You can grab the free window in the Nous Portal, check the hosted SKU on OpenRouter, and see the NVIDIA-side serving path on the DGX Station vLLM page. The interesting bit is how many inference surfaces were ready inside 24 hours: OpenRouter for quick trials, Modal for hosted runs, vLLM and NIM for production stacks, and MLX-VLM for local Apple setups.
Nous Portal access
Nous pitched the offer as a 30-day free run for Hermes Agent users, one day after Step 3.7 Flash launched. The post described the model as a new MoE vision-language model tuned for agent efficiency, coding, search, and multimodal workflows.
Teknium's follow-up matters because it narrows the practical question engineers always ask first: how long will the free tier stick around. He wrote that this one comes with a relatively long-term guarantee, rather than disappearing on short notice.
What shipped on day one
By launch day, Step 3.7 Flash was already spread across several common test and deployment surfaces:
- OpenRouter described it as a multimodal MoE for image, video, and text, with 11B active parameters out of roughly 196B total, plus selectable reasoning levels.
- modal advertised day-zero support with 198B total parameters, 11B active, a 256K context window, and three reasoning levels.
- kilocode said the open-weight model was live in Kilo at roughly 400 tok/s.
- vllm_project said vLLM support shipped immediately with FP8 and NVFP4 quantized weights, native tool calling, reasoning parsing, and built-in MTP speculative decoding.

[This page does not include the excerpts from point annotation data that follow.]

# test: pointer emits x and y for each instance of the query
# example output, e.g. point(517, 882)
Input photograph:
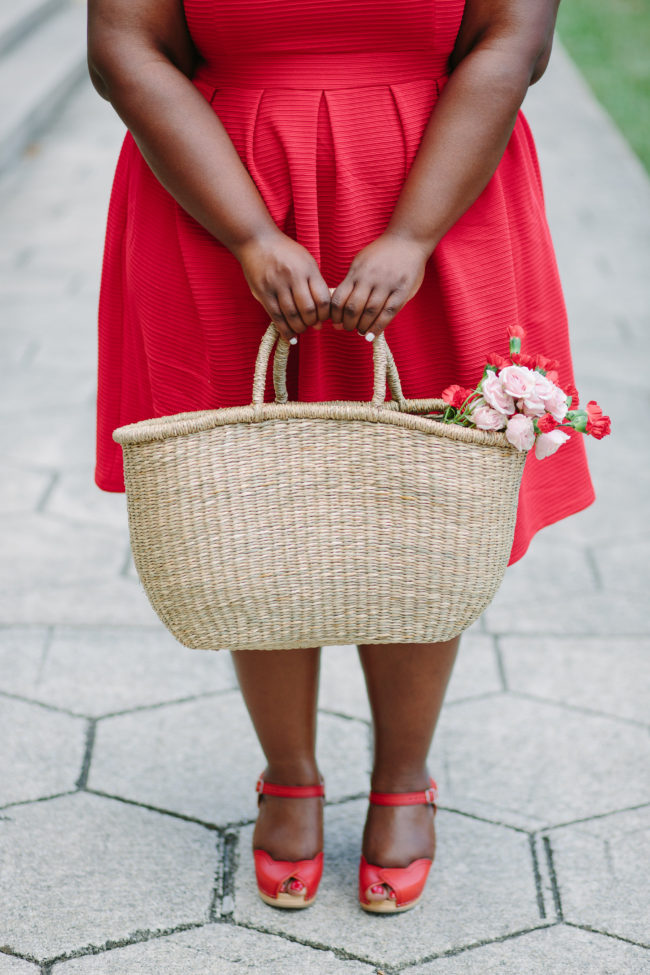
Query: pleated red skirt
point(326, 103)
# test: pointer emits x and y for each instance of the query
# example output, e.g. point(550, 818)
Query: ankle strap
point(406, 798)
point(289, 791)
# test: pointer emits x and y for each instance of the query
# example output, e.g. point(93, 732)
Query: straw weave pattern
point(287, 525)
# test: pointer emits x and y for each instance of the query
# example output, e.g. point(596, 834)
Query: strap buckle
point(431, 795)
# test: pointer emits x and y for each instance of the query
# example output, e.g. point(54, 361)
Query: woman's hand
point(383, 276)
point(286, 280)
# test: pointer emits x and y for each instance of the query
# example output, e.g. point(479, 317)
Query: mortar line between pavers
point(30, 802)
point(47, 493)
point(580, 709)
point(45, 705)
point(138, 937)
point(202, 695)
point(539, 890)
point(346, 717)
point(11, 953)
point(452, 952)
point(590, 558)
point(341, 953)
point(555, 889)
point(493, 822)
point(91, 731)
point(607, 934)
point(588, 819)
point(162, 812)
point(501, 668)
point(486, 695)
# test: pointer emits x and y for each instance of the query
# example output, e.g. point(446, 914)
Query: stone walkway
point(128, 764)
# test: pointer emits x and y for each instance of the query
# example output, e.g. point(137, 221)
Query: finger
point(374, 305)
point(321, 295)
point(354, 306)
point(304, 303)
point(275, 313)
point(337, 301)
point(290, 312)
point(393, 304)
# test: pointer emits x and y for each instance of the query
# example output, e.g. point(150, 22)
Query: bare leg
point(406, 686)
point(280, 688)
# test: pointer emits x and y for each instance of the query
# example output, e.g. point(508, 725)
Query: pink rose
point(486, 418)
point(548, 443)
point(492, 389)
point(520, 431)
point(518, 381)
point(556, 404)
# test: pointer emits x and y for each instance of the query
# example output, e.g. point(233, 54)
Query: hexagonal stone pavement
point(84, 870)
point(217, 949)
point(16, 966)
point(41, 751)
point(94, 671)
point(202, 758)
point(343, 689)
point(546, 952)
point(610, 675)
point(602, 868)
point(481, 886)
point(487, 762)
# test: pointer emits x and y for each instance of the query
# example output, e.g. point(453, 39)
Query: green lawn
point(609, 40)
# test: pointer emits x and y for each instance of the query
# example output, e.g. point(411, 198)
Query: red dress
point(326, 102)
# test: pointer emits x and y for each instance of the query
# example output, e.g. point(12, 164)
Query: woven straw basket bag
point(287, 524)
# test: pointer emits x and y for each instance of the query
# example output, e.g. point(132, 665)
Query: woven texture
point(326, 103)
point(286, 525)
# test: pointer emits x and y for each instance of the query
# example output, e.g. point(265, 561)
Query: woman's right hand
point(286, 280)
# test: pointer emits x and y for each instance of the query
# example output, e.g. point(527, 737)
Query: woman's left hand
point(381, 279)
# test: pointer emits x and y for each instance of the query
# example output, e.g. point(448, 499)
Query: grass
point(609, 40)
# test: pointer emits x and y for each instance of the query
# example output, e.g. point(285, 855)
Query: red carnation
point(598, 426)
point(456, 395)
point(546, 423)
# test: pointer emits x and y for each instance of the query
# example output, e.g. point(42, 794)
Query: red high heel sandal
point(271, 874)
point(406, 883)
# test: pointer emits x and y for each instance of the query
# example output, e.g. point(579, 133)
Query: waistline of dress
point(320, 70)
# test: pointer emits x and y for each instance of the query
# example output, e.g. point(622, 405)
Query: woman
point(275, 150)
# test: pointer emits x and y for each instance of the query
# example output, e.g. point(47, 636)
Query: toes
point(379, 892)
point(294, 886)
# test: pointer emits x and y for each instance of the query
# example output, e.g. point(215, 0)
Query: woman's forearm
point(462, 145)
point(185, 144)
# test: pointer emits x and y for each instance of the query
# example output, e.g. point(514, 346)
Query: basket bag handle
point(384, 368)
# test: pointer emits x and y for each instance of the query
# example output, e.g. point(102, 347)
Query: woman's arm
point(140, 57)
point(502, 48)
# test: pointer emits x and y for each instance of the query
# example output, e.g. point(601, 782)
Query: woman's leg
point(406, 687)
point(280, 689)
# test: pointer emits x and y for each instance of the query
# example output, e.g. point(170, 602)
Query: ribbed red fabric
point(326, 102)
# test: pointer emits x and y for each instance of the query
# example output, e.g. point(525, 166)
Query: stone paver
point(84, 870)
point(221, 949)
point(552, 951)
point(603, 868)
point(41, 751)
point(95, 671)
point(545, 717)
point(15, 966)
point(509, 757)
point(481, 886)
point(610, 675)
point(202, 758)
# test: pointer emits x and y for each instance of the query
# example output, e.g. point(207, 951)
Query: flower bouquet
point(520, 396)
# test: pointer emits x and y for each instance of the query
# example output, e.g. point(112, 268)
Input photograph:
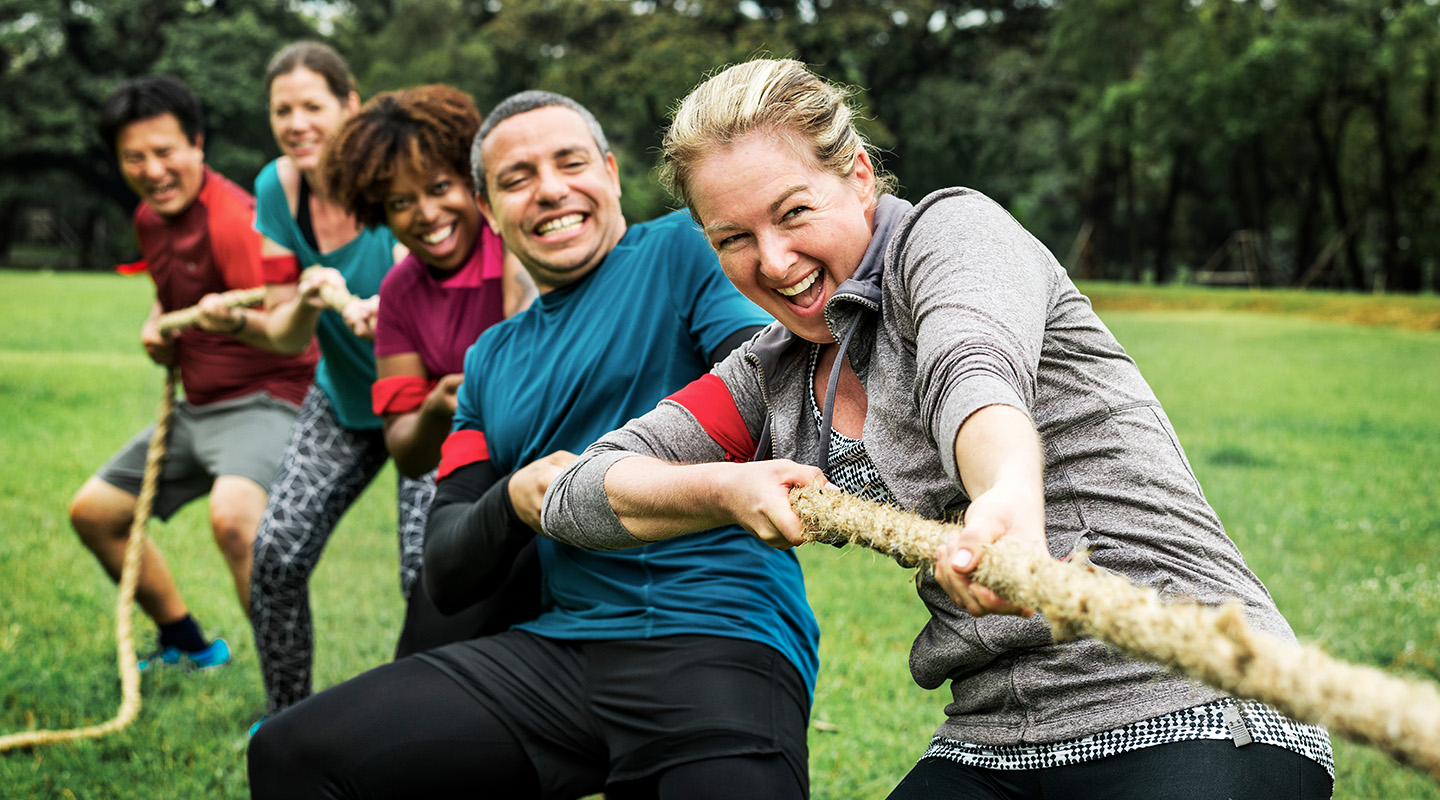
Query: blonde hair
point(775, 95)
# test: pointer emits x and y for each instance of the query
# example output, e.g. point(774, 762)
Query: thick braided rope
point(126, 602)
point(1211, 645)
point(186, 317)
point(238, 298)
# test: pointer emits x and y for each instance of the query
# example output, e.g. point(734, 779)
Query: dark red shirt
point(212, 246)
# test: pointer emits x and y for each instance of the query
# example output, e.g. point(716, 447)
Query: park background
point(1162, 144)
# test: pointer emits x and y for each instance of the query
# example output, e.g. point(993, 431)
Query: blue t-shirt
point(586, 358)
point(347, 361)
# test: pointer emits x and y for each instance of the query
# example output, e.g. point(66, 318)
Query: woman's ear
point(863, 174)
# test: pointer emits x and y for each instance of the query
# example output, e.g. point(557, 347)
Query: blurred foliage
point(1252, 141)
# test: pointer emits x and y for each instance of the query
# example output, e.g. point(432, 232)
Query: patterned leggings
point(324, 469)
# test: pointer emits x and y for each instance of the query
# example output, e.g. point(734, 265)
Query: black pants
point(412, 730)
point(1188, 770)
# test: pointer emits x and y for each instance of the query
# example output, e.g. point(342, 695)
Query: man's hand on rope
point(160, 347)
point(529, 482)
point(1002, 512)
point(219, 317)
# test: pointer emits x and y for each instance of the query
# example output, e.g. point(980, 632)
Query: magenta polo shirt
point(439, 315)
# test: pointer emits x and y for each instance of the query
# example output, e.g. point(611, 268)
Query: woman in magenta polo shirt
point(403, 161)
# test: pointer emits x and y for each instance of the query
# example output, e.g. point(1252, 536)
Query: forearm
point(655, 500)
point(998, 446)
point(415, 441)
point(251, 328)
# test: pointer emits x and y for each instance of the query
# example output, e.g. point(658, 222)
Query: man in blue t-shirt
point(680, 669)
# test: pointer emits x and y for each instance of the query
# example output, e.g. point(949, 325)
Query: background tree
point(1217, 140)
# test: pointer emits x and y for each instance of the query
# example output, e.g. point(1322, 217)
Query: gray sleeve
point(576, 510)
point(974, 289)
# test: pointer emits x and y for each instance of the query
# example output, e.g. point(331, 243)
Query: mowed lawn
point(1316, 441)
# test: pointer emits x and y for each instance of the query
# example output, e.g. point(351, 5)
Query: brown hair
point(422, 128)
point(318, 58)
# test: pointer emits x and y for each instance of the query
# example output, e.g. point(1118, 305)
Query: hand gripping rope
point(1211, 645)
point(130, 570)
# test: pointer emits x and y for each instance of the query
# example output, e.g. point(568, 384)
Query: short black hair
point(522, 102)
point(146, 98)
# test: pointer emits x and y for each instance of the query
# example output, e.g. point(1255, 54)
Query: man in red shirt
point(198, 238)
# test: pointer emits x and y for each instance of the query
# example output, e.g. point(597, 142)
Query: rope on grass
point(1213, 645)
point(126, 602)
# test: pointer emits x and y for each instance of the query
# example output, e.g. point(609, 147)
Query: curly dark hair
point(419, 128)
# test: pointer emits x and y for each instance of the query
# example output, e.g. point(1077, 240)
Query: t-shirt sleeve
point(710, 305)
point(467, 442)
point(234, 241)
point(272, 216)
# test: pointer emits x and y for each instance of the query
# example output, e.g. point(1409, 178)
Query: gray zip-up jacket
point(955, 307)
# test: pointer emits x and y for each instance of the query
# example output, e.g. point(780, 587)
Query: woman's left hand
point(1015, 515)
point(360, 314)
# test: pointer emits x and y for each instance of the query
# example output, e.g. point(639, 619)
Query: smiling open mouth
point(559, 225)
point(801, 287)
point(437, 236)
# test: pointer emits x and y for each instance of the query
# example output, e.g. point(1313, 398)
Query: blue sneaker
point(215, 653)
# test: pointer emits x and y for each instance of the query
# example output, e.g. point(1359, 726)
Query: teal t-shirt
point(586, 358)
point(347, 361)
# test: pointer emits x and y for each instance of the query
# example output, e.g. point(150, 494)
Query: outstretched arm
point(477, 525)
point(415, 435)
point(655, 500)
point(1000, 461)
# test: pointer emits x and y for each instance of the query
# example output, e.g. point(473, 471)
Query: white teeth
point(435, 238)
point(799, 287)
point(560, 223)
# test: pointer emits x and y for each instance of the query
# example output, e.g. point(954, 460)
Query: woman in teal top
point(337, 445)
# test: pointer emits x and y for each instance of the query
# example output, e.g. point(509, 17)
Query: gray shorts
point(241, 436)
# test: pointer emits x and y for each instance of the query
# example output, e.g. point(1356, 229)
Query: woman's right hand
point(313, 279)
point(758, 497)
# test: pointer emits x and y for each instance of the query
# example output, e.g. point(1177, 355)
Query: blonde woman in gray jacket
point(936, 357)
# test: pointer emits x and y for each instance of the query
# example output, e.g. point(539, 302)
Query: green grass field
point(1316, 441)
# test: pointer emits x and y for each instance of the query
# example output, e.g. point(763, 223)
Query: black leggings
point(1188, 770)
point(434, 740)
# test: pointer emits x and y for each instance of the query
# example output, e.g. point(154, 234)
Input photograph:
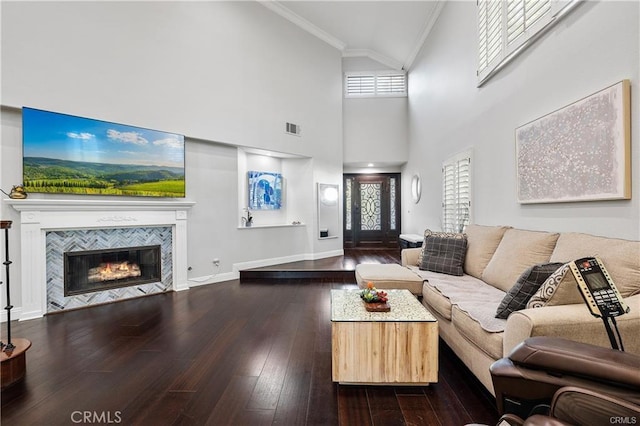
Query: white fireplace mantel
point(37, 216)
point(31, 204)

The numbers vary slightly by post, 196B versus 198B total parameters, but the distribution story is clear: this was not a single-endpoint release.
Serving stack
The strongest infrastructure signal came from the vLLM side. Its launch note tied the model to long-context repo and document work, native image plus text input, and ready-to-serve quantized weights.
A day later, vLLM connected that same model to NVIDIA's DGX Station stack and NIM containers. That gives Step 3.7 Flash a cleaner path from quick benchmarking to local workstation runs and production serving than most open-weight releases get in their first 48 hours.
Apple and local runtimes
The local story was not just CUDA. TheZachMueller boosted Ivan Fioravanti's MLX-VLM update adding Step 3.7 Flash conversion, vision support, and text support, which puts the model into the Apple-side inference toolchain immediately.
That lands next to the hosted and datacenter options above: OpenRouter for API access, Modal for managed serving, vLLM and NIM for production infra, and MLX-VLM for local experimentation on Apple hardware. For a low-key open-weight release, Christmas came early for inference stack nerds.